7. Concluding Remarks

We have learned much about the structure and function of the vacuolating toxin of H. pylori over the last quarter of a century. We know about several components of the host cell membrane that are targeted for VacA internalization, and we know about some of the players involved in the endocytosis process. We have recently learned that VacA-containing vacuoles (VCVs) formed after VacA uptake into T lymphocytes are considerably complex membrane and protein assemblies that seem to target several host cell organelles when VacA travels through the host cell cytoplasm. However, we still do not understand the major strategies very well, how VacA induces its major immunomodulatory activities, neither in antigen presenting cells nor in T cells.
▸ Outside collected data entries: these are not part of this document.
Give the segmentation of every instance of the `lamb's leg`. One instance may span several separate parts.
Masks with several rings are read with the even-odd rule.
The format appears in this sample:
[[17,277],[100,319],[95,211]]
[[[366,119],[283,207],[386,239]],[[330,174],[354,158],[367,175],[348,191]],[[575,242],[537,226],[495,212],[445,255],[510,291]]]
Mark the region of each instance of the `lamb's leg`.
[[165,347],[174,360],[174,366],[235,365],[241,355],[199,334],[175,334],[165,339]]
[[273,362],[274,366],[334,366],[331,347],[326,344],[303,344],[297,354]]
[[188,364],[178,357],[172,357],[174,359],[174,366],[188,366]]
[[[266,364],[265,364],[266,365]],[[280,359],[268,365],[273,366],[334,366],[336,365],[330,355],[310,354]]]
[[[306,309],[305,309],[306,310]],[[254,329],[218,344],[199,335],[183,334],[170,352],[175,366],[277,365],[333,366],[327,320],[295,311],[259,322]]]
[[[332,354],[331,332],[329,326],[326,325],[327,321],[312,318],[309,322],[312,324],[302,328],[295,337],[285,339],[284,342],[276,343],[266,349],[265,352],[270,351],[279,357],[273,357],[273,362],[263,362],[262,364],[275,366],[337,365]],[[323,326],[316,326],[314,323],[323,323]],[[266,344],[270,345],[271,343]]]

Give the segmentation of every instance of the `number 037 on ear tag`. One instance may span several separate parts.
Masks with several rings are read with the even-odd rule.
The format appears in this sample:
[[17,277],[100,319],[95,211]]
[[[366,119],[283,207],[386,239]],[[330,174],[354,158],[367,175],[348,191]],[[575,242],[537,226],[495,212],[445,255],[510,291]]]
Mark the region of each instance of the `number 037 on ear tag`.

Calcineurin was identified earlier as a major intracellular target of VacA, but we know that many more targets of the calcium signaling cascade of the T cells seem to be interaction partners of VacA in VCVs and therefore within the scope of VacA. In the future, we hope to sort out which of the VacA interaction partners are of relevance for the immunoregulatory activities of this fascinating bacterial toxin.